Diante disso, reflete-se a respeito do que Latour destaca como antônimos da palavra
corpo: a insensibilidade e a morte. Ao utilizar-se das ideias de Vinciane Despret e
William James acerca das emoções, ele discorre sobre a capacidade que um corpo
tem de ser afetado. Assim, adquirir um corpo envolve sensibilizá-lo para aprender a
ser afetado, a ser posto em movimento por outras entidades. Logo, um corpo que
não se ocupa dessa aprendizagem torna-se insensível e morto. De maneira análoga,
nota-se que a sensibilidade de Pina residia nesse “aprender a ser afetada”, o que
permite ao corpo a produção de um meio sensorial e um mundo sensível. Um corpo
afetado implica um não lugar, um campo movente, onde as coisas não são, mas
estão sendo. Dessa forma, a estabilidade, a imobilidade e a permanência são
antagônicas à existência e à vida. O que deve permanecer é a mudança, é o devir.

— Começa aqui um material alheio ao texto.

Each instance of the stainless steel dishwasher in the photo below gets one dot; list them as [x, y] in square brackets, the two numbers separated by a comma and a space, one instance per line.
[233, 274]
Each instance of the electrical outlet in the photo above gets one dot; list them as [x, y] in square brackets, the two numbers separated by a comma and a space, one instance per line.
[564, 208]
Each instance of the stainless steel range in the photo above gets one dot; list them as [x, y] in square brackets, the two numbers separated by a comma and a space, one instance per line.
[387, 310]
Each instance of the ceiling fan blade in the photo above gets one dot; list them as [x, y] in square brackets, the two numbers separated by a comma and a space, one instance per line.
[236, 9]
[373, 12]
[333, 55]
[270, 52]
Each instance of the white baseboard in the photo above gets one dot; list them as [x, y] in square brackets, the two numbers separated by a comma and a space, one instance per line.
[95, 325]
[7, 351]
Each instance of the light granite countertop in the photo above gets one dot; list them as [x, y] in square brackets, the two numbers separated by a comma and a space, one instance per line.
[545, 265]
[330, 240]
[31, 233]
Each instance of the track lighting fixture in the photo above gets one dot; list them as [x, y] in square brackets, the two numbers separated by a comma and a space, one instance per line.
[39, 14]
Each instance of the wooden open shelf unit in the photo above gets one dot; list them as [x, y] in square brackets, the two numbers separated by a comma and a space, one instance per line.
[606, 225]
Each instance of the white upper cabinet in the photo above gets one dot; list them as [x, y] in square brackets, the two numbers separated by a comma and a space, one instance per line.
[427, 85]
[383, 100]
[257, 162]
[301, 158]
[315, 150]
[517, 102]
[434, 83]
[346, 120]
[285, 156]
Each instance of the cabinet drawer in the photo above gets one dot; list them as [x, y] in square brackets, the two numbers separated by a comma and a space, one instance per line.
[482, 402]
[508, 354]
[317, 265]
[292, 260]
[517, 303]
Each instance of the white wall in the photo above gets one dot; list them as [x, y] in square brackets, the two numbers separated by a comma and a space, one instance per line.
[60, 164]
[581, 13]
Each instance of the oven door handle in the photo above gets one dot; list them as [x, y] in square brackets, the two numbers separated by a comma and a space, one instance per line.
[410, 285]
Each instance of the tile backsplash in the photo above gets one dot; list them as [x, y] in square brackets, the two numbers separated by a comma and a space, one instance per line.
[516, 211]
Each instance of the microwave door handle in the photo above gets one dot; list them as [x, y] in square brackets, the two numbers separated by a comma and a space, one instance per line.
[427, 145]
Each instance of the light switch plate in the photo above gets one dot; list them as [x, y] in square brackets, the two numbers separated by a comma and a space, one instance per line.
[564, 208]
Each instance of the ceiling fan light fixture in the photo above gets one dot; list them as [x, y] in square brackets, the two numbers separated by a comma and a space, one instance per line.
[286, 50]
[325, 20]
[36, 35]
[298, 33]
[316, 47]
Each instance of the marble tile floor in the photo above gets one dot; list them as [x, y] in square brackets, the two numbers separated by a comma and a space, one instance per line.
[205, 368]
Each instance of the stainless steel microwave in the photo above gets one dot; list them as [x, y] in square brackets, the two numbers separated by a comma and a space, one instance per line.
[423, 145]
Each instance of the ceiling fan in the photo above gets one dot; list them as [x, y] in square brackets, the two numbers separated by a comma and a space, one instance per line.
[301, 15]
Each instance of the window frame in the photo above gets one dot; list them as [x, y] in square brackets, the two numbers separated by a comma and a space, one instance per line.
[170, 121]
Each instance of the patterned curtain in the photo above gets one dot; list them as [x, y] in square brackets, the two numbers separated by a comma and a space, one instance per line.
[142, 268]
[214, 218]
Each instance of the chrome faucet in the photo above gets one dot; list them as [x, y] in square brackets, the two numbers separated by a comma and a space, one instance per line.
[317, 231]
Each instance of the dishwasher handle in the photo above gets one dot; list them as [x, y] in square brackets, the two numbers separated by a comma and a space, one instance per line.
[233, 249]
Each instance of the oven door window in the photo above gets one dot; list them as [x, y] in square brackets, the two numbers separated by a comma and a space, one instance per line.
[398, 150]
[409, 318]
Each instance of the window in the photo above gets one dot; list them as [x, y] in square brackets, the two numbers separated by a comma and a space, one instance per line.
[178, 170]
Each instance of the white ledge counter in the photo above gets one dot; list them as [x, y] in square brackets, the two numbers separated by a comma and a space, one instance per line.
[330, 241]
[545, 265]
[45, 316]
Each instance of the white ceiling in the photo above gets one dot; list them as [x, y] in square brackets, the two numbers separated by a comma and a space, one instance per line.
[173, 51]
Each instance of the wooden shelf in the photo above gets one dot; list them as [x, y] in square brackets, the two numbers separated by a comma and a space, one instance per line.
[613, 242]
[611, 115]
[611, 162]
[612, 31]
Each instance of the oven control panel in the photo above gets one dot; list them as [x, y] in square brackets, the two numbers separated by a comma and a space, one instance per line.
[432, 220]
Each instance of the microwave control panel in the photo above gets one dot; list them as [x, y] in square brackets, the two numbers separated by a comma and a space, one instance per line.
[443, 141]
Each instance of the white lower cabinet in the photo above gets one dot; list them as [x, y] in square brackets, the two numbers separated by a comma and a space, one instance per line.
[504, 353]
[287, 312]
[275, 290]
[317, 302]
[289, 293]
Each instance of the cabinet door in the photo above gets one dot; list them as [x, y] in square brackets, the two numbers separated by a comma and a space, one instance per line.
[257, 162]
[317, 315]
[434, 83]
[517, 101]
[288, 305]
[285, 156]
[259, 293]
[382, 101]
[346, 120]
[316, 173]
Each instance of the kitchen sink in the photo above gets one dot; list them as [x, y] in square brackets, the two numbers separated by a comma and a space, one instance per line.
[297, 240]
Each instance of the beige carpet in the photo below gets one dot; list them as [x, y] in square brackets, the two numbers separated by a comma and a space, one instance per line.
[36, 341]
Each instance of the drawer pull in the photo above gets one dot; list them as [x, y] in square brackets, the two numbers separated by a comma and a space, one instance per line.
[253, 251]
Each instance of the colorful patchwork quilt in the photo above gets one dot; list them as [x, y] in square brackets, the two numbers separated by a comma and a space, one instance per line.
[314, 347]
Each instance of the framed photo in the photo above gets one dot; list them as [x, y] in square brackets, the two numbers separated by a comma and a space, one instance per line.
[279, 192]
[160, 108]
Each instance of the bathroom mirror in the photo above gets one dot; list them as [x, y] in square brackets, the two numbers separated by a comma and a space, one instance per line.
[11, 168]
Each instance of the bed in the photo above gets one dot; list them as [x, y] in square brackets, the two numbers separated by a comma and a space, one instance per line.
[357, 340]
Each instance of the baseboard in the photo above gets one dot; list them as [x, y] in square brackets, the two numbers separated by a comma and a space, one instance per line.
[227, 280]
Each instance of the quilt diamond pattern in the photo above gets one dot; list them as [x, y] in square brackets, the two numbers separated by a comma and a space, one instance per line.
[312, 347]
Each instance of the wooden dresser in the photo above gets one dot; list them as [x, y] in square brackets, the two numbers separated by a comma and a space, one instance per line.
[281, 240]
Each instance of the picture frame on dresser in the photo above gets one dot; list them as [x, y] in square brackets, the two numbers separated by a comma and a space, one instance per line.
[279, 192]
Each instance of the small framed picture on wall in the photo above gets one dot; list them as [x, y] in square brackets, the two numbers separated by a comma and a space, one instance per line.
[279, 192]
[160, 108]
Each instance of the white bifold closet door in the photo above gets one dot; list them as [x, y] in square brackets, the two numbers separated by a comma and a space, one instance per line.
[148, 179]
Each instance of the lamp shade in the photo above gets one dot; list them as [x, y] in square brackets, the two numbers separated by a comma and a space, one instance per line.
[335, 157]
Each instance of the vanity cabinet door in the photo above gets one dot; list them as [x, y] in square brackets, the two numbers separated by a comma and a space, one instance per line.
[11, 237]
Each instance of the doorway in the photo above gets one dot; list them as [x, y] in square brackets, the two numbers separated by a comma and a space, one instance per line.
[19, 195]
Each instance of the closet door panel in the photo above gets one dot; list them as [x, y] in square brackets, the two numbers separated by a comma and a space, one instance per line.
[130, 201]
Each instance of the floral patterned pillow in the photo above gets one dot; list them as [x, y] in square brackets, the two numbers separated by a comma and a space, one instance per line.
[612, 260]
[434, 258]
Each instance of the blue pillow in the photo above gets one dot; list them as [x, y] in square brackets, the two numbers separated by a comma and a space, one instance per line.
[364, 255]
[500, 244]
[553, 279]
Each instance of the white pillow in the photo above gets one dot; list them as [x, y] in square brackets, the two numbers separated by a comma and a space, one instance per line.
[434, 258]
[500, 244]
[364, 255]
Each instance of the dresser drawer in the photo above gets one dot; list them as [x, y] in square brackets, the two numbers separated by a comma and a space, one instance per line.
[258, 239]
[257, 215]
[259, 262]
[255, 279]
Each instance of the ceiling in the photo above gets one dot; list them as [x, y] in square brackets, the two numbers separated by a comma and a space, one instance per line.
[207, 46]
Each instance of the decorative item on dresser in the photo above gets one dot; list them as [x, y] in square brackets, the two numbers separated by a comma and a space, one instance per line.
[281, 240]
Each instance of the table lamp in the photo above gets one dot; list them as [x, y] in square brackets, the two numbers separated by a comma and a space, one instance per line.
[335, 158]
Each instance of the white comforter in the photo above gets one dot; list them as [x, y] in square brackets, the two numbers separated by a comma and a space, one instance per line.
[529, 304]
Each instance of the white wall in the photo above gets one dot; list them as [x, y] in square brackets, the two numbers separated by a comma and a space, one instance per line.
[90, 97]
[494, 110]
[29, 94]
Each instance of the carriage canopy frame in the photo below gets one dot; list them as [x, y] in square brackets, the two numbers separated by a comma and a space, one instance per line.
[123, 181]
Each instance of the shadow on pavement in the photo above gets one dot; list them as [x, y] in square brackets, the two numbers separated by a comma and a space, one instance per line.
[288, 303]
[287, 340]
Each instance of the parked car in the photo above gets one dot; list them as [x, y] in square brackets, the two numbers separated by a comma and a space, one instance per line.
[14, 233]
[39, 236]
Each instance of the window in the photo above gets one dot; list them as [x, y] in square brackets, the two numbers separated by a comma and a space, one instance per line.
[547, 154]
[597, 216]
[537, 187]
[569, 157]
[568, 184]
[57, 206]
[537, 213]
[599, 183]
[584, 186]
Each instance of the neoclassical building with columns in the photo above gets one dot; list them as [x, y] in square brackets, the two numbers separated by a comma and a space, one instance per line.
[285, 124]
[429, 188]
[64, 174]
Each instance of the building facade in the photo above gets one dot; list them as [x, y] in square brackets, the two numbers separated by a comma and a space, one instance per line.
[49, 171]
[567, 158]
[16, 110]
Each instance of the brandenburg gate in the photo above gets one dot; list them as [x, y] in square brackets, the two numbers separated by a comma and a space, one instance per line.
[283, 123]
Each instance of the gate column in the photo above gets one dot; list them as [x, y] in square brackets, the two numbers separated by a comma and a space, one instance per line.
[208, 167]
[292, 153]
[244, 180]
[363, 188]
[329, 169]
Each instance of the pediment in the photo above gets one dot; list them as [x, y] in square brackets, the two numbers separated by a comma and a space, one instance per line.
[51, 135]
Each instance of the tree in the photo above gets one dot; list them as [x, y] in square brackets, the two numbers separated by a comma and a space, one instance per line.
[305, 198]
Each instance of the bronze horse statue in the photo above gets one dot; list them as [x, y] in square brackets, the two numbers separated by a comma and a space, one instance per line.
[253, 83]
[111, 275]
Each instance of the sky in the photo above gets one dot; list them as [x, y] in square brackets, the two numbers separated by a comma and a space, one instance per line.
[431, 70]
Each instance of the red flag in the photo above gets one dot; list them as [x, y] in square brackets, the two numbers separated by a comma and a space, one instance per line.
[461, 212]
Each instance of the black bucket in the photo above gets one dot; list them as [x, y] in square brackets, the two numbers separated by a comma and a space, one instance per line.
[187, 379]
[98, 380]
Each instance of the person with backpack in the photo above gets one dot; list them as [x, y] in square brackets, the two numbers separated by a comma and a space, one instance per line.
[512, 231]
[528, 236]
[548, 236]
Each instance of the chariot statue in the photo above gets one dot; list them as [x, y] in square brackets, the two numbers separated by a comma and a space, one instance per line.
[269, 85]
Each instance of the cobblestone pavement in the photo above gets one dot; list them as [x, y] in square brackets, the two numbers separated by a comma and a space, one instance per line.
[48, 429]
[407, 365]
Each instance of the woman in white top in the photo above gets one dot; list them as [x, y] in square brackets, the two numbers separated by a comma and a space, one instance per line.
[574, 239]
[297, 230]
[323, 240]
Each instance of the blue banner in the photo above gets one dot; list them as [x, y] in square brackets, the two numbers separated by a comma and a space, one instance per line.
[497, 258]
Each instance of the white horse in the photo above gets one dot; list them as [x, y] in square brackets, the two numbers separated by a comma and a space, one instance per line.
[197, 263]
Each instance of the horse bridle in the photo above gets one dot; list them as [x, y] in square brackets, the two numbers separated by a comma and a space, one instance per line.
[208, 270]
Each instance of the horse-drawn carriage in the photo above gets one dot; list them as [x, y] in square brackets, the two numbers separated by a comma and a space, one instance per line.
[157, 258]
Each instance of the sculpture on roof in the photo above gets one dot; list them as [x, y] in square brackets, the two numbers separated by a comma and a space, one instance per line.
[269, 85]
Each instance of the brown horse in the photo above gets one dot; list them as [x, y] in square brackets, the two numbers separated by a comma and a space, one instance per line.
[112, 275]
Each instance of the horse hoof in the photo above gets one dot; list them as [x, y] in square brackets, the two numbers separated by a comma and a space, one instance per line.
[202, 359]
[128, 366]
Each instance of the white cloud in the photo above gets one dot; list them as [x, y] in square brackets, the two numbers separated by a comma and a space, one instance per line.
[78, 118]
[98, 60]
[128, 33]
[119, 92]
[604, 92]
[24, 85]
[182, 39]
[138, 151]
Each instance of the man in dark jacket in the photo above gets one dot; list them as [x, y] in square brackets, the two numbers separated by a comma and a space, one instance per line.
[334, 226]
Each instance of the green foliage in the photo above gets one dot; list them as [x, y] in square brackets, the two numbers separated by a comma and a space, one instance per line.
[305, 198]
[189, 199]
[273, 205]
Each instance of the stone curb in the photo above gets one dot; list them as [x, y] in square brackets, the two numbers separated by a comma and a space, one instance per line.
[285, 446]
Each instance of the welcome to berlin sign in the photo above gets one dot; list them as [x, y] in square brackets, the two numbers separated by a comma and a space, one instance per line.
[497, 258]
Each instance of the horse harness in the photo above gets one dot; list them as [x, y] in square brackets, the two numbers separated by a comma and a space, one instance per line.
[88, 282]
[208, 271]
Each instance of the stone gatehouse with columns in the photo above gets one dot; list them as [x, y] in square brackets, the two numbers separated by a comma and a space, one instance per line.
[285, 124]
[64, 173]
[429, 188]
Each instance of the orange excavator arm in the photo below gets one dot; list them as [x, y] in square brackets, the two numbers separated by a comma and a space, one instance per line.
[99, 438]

Sobre o devir da dança, Uno, aludindo ao trabalho de Hijikata, afirma que não se
trata de imitar ou simular, mas sim de lançar-se entre você e o que você será.
Semelhantemente, a dança de Pina se expressa como uma linguagem que vai se
constituindo à medida que os movimentos são realizados. Nesse sentido, o que está
em questão não é o que os movimentos representam ou o que querem dizer, mas o
que eles de fato são. Pina não pedia aos dançarinos para que realizassem gestos
que remetessem a uma emoção, mas que dançassem a própria emoção. É a partir
disso que alguns afirmam que a coreógrafa constituiu a dança como uma “nova
língua”.

Por fim, uma das dançarinas revela que após a morte de Pina, ela continuava
visualizando seus movimentos enquanto dançava. Outra revela que ela aparece
constantemente em seus sonhos. Sendo assim, entende-se que o corpo de Pina
continua a existir, continua a ser em lugares distintos. Não se trata, portanto, de um
corpo biológico, mas de um corpo que ainda é capaz de afetar.